Make a night of it by following dinner with drinks at The Seville, just downstairs from Scarpetta at The James New York, where perfect cocktails can always be found, along with live DJs, every night of the week. The Seville is named for the hotel that used to be home to one of the many speakeasies that dotted the neighborhood during Prohibition.

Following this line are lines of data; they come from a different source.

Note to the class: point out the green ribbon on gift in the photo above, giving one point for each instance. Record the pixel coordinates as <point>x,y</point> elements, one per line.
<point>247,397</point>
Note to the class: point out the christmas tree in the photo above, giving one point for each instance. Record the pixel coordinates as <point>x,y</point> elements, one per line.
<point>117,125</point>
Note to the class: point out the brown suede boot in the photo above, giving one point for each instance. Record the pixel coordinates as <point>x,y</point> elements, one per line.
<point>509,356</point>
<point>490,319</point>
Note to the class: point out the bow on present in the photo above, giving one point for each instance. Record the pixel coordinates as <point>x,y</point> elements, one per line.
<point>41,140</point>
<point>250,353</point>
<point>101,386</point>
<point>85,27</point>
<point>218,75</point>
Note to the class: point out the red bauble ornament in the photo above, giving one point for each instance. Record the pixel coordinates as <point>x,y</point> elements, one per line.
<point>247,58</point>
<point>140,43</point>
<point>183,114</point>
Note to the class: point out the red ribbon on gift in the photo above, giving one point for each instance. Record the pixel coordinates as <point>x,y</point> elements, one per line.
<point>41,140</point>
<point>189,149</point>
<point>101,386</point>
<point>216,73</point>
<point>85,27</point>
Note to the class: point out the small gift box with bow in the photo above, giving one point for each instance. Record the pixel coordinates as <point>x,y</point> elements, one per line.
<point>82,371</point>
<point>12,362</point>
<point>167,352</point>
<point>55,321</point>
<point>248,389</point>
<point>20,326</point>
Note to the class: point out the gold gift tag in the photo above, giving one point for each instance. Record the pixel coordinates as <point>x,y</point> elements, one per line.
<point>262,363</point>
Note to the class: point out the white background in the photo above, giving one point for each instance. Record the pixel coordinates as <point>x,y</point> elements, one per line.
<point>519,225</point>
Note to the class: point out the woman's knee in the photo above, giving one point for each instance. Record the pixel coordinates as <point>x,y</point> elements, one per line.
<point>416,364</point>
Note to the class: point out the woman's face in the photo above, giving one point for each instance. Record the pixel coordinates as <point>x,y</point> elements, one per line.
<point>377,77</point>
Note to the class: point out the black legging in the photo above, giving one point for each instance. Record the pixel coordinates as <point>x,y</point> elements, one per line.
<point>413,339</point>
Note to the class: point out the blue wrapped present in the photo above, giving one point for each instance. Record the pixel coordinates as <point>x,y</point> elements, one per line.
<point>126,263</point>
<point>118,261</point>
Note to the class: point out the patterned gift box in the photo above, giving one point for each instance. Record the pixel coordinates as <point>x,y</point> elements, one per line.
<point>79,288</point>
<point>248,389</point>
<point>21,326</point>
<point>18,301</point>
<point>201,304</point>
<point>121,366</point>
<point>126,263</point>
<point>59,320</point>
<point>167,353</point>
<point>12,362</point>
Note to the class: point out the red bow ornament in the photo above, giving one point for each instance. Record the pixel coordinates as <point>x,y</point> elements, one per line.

Another hotel with multiple dining and drinking options is The Freehand, which recently opened three new establishments—each a brainchild of Gabriel Stulman, the man who brought us the quietly chic Joseph Leonard in the West Village. At the Freehand, Stulman’s impeccable taste—both culinary and aesthetic—is granted free reign in quintessentially NoMad spaces as open and elegant as the neighborhood’s Beaux-Arts buildings. Stulman has envisioned—and brought to life—Studio, the George Washington Bar, and Simon and the Whale. The food is inspired by Stulman’s Moroccan-Jewish roots, and the decor is by Roman and Williams, the design duo that has captured the rustic-elegant look of the moment with as much creativity as a Wes Anderson film set. Stulman is creating a world big enough to help anchor the new pull toward the neighborhood—and he fittingly received the nod from Fabricant this year when this complex of quintessentially elegant NoMad pleasures opened its doors.